This thought came as something that helped us to understand what was head. Not long after this, we received an encouragement from a friend and sister in Christ which added something to this thought (at the bottom). "Welcome to Holland" By Emily Perl Kingsley, 1987. All rights reserved. I am often asked to describe the experience of raising a child with a disability - to try to help people who have not shared that unique experience to understand it, to imagine how it would feel. It's like this...... When you're going to have a baby, it's like planning a fabulous vacation trip - to Italy. You buy a bunch of guide books and make your wonderful plans. The Coliseum. The Michelangelo David. The gondolas in Venice. You may learn some handy phrases in Italian. It's all very exciting. After months of eager anticipation, the day finally arrives. You pack your bags and off you go. Several hours later, the plane lands. The stewardess comes in and says, "Welcome to Holland." "Holland?!?" you say. "What do you mean Holland?? I signed up for Italy! I'm supposed to be in Italy. All my life I've dreamed of going to Italy." But there's been a change in the flight plan. They've landed in Holland and there you must stay. The important thing is that they haven't taken you to a horrible, disgusting, filthy place, full of pestilence, famine and disease. It's just a different place. So you must go out and buy new guide books. And you must learn a whole new language. And you will meet a whole new group of people you would never have met. It's just a different place. It's slower-paced than Italy, less flashy than Italy. But after you've been there for a while and you catch your breath, you look around.... and you begin to notice that Holland has windmills....and Holland has tulips. Holland even has Rembrandts. But everyone you know is busy coming and going from Italy... and they're all bragging about what a wonderful time they had there. And for the rest of your life, you will say "Yes, that's where I was supposed to go. That's what I had planned." And the pain of that will never, ever, ever, ever go away...because the loss of that dream is a very very significant loss. But...if you spend your life mourning the fact that you didn't get to Italy, you may never be free to enjoy the very special, the very lovely things ... about Holland.
The additional thought was as follows, from a daily devotional - I'm sorry, we don't know which one:
"I will make all my mountains a way." (Isaiah 49:11)
Do not try to tunnel under them, nor to squeeze through them, nor to run away from them... These mountains of difficulty are His stepping-stones; walk on them with holy joy. Keep the strong staff of faith well in hand, and trust God in the dark. We are safer with Him in the dark, than without Him in the sunshine. At the end of the gloomy passage beams the heavenly light! When we reach heaven we may discover that the richest and most profitable experiences that we had in this world were those gained in the very roads from which we shrank back in dread. It was because Job was on God's main [train] line that he found so many tunnels.
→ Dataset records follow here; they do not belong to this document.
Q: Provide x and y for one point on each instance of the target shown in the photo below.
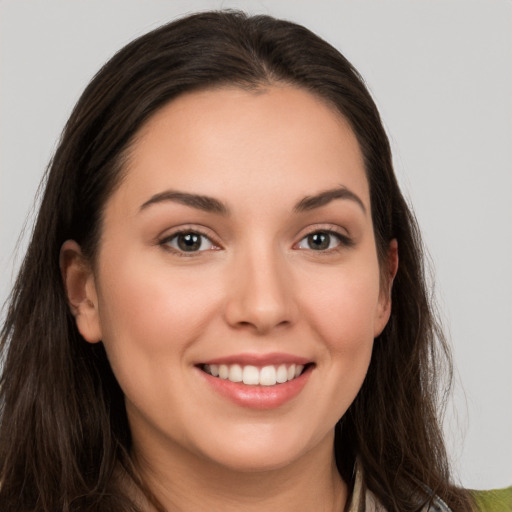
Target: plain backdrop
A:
(440, 72)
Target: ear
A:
(80, 287)
(388, 275)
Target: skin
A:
(256, 286)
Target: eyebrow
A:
(212, 205)
(323, 198)
(205, 203)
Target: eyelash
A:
(165, 242)
(343, 241)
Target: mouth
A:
(250, 375)
(251, 381)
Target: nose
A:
(261, 293)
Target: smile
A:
(250, 375)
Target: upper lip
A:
(274, 358)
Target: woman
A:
(224, 284)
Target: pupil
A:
(189, 242)
(319, 241)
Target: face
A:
(236, 287)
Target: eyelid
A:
(331, 229)
(164, 239)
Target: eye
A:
(322, 241)
(188, 241)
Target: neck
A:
(183, 484)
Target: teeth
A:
(254, 376)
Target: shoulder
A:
(499, 500)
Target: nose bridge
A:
(261, 292)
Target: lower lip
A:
(258, 397)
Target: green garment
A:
(499, 500)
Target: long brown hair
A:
(64, 434)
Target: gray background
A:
(440, 72)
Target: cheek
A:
(148, 307)
(343, 307)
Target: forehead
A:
(266, 142)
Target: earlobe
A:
(79, 284)
(390, 270)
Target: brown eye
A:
(189, 241)
(322, 241)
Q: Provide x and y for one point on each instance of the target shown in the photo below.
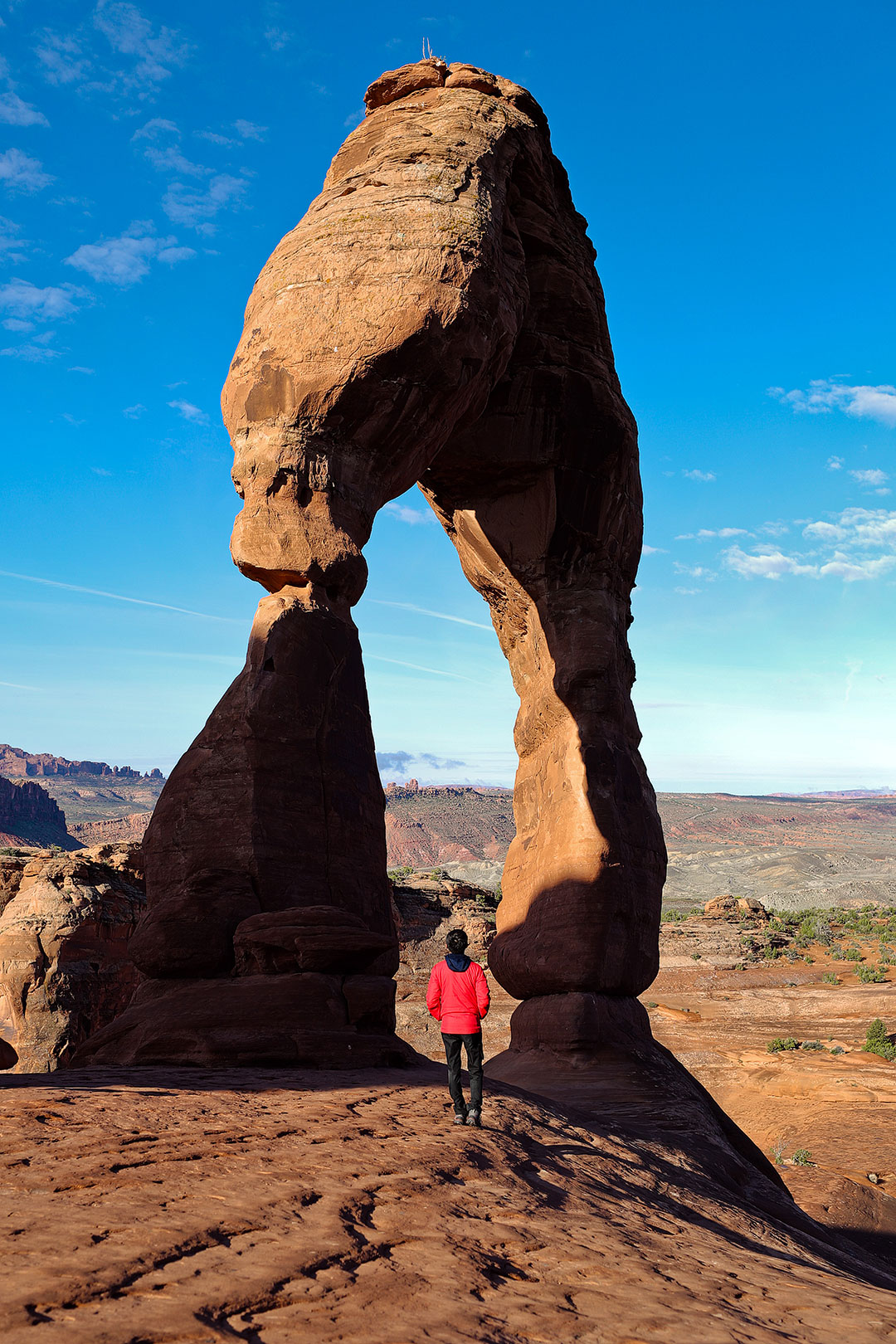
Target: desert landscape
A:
(223, 1004)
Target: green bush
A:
(878, 1042)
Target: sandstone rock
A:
(310, 938)
(720, 906)
(399, 84)
(273, 1020)
(752, 908)
(65, 968)
(30, 816)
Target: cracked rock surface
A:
(273, 1205)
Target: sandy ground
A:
(182, 1205)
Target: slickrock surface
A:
(171, 1205)
(65, 969)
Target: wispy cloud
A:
(27, 304)
(438, 616)
(117, 597)
(125, 260)
(14, 112)
(843, 548)
(23, 173)
(416, 667)
(191, 413)
(829, 394)
(249, 130)
(403, 761)
(709, 533)
(197, 207)
(134, 60)
(872, 479)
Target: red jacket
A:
(458, 999)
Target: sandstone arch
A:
(434, 318)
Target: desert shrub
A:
(878, 1042)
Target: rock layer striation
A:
(436, 318)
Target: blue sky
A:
(735, 166)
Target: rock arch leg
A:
(434, 316)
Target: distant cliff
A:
(17, 763)
(30, 816)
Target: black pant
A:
(473, 1062)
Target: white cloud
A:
(130, 34)
(155, 128)
(872, 479)
(191, 413)
(32, 353)
(28, 304)
(828, 394)
(767, 565)
(62, 60)
(17, 113)
(409, 515)
(147, 56)
(22, 173)
(195, 206)
(840, 550)
(707, 533)
(125, 260)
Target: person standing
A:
(458, 999)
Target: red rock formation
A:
(15, 762)
(65, 969)
(434, 318)
(30, 816)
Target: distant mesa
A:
(17, 763)
(28, 816)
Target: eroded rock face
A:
(65, 968)
(434, 318)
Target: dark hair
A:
(457, 940)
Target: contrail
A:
(423, 611)
(416, 667)
(119, 597)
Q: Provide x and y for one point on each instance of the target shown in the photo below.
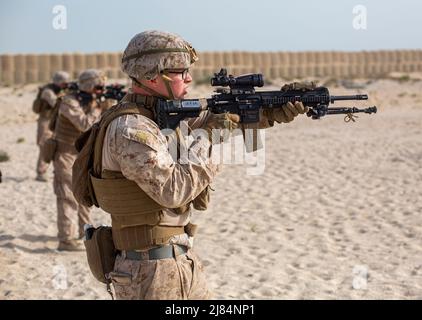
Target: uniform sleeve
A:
(49, 96)
(75, 114)
(142, 153)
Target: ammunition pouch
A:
(101, 253)
(48, 150)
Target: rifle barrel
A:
(346, 98)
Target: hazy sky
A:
(26, 26)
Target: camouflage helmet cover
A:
(60, 77)
(150, 52)
(90, 78)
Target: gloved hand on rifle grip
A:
(287, 112)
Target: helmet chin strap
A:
(166, 79)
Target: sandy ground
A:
(336, 213)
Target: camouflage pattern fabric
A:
(68, 208)
(179, 278)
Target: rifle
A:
(241, 98)
(113, 91)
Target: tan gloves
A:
(289, 111)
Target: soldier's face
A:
(180, 84)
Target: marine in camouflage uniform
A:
(49, 95)
(154, 235)
(76, 114)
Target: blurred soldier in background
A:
(44, 106)
(77, 112)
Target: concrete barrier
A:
(30, 68)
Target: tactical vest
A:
(65, 131)
(135, 216)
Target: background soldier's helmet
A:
(90, 78)
(60, 77)
(150, 52)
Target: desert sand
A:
(336, 214)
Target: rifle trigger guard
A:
(350, 117)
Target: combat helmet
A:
(60, 77)
(150, 53)
(90, 78)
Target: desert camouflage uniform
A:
(135, 146)
(43, 132)
(82, 119)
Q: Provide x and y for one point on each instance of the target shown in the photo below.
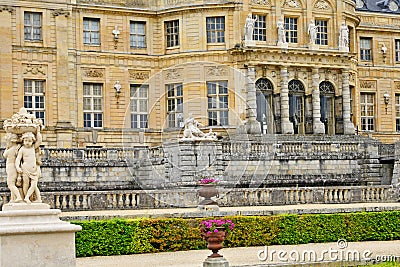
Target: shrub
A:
(130, 236)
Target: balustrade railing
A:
(141, 199)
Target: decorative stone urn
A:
(208, 191)
(214, 241)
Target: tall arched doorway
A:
(296, 105)
(264, 89)
(327, 106)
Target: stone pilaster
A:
(287, 126)
(318, 126)
(347, 124)
(252, 126)
(6, 85)
(64, 126)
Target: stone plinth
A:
(33, 235)
(216, 262)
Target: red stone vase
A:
(208, 191)
(214, 241)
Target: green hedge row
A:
(122, 237)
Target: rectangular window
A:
(397, 50)
(367, 111)
(365, 49)
(138, 34)
(34, 97)
(172, 33)
(33, 26)
(322, 32)
(91, 31)
(139, 106)
(397, 112)
(93, 105)
(217, 94)
(174, 105)
(260, 28)
(216, 30)
(291, 30)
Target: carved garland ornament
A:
(261, 2)
(368, 84)
(93, 73)
(35, 69)
(173, 74)
(139, 75)
(322, 4)
(397, 85)
(291, 3)
(216, 71)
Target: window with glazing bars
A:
(91, 31)
(172, 33)
(34, 100)
(291, 30)
(93, 105)
(33, 26)
(174, 105)
(367, 105)
(138, 34)
(139, 106)
(217, 94)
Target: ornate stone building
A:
(113, 73)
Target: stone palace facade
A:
(126, 73)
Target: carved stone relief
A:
(34, 69)
(322, 4)
(397, 85)
(368, 84)
(261, 2)
(173, 74)
(93, 73)
(60, 12)
(291, 3)
(216, 71)
(139, 75)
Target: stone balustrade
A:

The greatest thing to remember is that God's darknesses are not his goals. His tunnels must be travelled to get somewhere else. Therefore be patient, my soul! The tunnel is not thy abiding home! The traveller that would pass from the wintery slopes of switzerland into the summer beauty of the plains of Italy, must be prepared to tunnel the Alps!
We may have ended up unexpectedly in Holland now, which will indeed have it's own beaties and joys even thus, but we know further that we are in a short tunnel, and the Lord will bring us into many wonderful things through it.